The potential for damage is not limited to tendons, however. The radial nerve, which passes beneath the forearm muscle that both bends the elbow and prevents over-pronation, is also vulnerable.

“If you are over-pronating, this muscle will be firing too much, so it will press down on the nerve, causing radial tunnel syndrome. And again, the crux of the issue is pronation.”

There are, Boland says, good logical reasons why someone like a typist or a hairdresser could be expected to suffer radial nerve compression, but because there is, as yet, little or no confirmation of this in the medical literature, occupational physicians are unlikely to make this diagnosis.

“For that to happen you’d need doctors who truly understood radial tunnel syndrome. At the moment I would say there are probably five in New Zealand who do, and none of them are occupational physicians.

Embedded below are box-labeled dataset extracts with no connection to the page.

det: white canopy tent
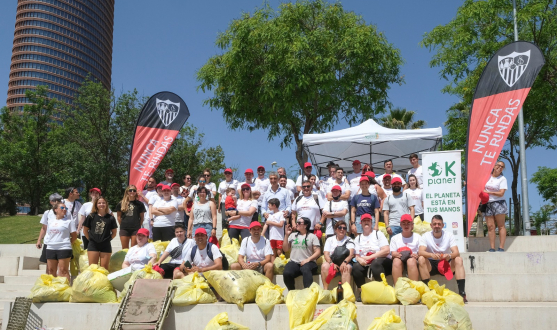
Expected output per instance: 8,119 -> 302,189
303,119 -> 443,175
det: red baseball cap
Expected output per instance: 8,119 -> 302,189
89,188 -> 102,195
194,228 -> 207,236
137,228 -> 149,237
400,214 -> 413,222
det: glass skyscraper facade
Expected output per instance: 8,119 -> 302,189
7,0 -> 114,109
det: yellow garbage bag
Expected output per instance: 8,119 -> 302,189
29,274 -> 72,303
331,282 -> 356,303
255,282 -> 285,315
286,284 -> 319,329
172,272 -> 217,306
422,280 -> 464,308
70,265 -> 117,303
108,249 -> 128,273
424,297 -> 472,330
205,312 -> 249,330
273,254 -> 290,275
203,269 -> 269,308
294,300 -> 358,330
118,263 -> 162,301
395,277 -> 422,306
412,217 -> 432,235
367,310 -> 406,330
362,273 -> 398,305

“So for an occupational physician to tell me that radial tunnel syndrome is not caused by repetitive over-pronation of the wrist in a hairdresser is a slap in the face.”

The medical profession as a whole needs a more open mind to things they do not understand, he says.

“Occupational overuse syndrome shouldn’t be a dumping ground.

“If you’re a professional tennis player with wrist pain they won’t say you have OOS, even though it’s your occupation, and the pain has been caused by overusing your wrist.

“But if they’re not prepared to give that diagnosis to Roger Federer, why should they give it to a typist? Everyone should be treated the same – get to the bottom of the problem, and organise a way to help them out.”

It frustrates Boland that ACC uses non-specific terms, such as wrist pain, as diagnostic codes.

“Wrist pain isn’t a diagnosis. It’s the first step in the process – not the end point.

“If you don’t understand wrist pain you send them to somebody who does.”

He’s keen to see ACC improve its processes too, believing a swift referral to the right specialist would result in better care.

“At the moment a client can see 15 doctors, four lawyers, and three psychiatrists before they end up where they really need to be.

“What ACC needs is a huge database so it can say: ‘Chronic anterior knee pain goes by Dr X, who’s in sports medicine in Auckland.’ With early specialist intervention you’ll get to the root causes of problems faster.”

Because of the prevalence of arm pain, and the low numbers of hand surgeons, he suggests that specially trained hand therapists could assist with the early diagnosis of work-related upper limb conditions.

“If you’re going to deal with this you need to understand the anatomy, understand the pathology, understand what may be causing that pathology – and understand that occupational overuse syndrome is not a licence to stop thinking.

“And you need to have empathy, so people don’t go away feeling like they’ve been wasting your time. That’s the nuts and bolts of it.”